A la différence de nombreux rhumatisme inflammatoire, le stade pré-clinique d’un rhumatisme psoriasique est donc en majorité un stade où la personne est déjà malade et affectée par des lésions cutanées inflammatoires chroniques. Le rapport bénéfice-risque d’une intervention pour prévenir la survenue de la maladie articulaire dans le psoriasis y est donc plus élevé que lors des stratégies de prévention ses autres rhumatismes inflammatoires.

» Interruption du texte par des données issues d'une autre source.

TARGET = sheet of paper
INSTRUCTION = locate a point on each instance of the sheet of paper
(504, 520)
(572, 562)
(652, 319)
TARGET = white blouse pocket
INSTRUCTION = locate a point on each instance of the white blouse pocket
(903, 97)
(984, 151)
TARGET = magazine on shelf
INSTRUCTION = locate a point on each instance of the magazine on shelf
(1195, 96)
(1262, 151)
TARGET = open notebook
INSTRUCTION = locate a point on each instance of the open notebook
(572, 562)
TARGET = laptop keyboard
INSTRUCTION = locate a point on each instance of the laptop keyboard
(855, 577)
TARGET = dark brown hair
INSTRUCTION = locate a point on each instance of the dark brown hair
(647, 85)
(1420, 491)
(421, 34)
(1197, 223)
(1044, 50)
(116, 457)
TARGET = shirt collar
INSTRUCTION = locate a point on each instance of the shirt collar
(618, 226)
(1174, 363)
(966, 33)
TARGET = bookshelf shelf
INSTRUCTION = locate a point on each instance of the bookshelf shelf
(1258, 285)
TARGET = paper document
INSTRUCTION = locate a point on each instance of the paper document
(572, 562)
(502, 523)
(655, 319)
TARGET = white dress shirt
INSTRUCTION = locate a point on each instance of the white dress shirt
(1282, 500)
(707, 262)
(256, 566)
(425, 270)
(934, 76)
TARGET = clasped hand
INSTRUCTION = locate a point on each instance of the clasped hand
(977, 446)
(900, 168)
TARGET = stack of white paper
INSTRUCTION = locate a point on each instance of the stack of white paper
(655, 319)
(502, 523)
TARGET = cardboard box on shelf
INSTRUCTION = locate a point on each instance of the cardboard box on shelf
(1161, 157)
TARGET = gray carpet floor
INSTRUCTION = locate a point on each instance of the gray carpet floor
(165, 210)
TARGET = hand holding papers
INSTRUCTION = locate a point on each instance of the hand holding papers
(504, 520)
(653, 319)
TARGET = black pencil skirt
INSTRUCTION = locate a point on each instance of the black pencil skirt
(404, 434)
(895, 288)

Dans une étude d'intervention non randomisée, publiée dans Annals of the Rheumatic Diseases, l'incidence du rhumatisme psoriasique serait plus faible chez les patients traités par une biothérapie (bDMARDs) que par rapport à un traitement standard par photothérapie. Une autre étude rétrospective, dans la même édition de la revue, confirme l’intérêt du traitement biologique au cours d’un psoriasis cutané pour réduire le risque de développer un rhumatisme psoriasique
Biothérapie versus photothérapie
La première étude est rétrospective, non randomisée, et porte sur des patients atteints de psoriasis en plaques modéré à sévère, à qui l'on avait prescrit au moins 5 ans une biothérapie (bDMARDs) ou au moins trois séances de photothérapie par rayons ultraviolets B à bande étroite (nb-UVB), et qui n'avaient pas reçu de diagnostic de rhumatisme psoriasique au moment de leur inclusion.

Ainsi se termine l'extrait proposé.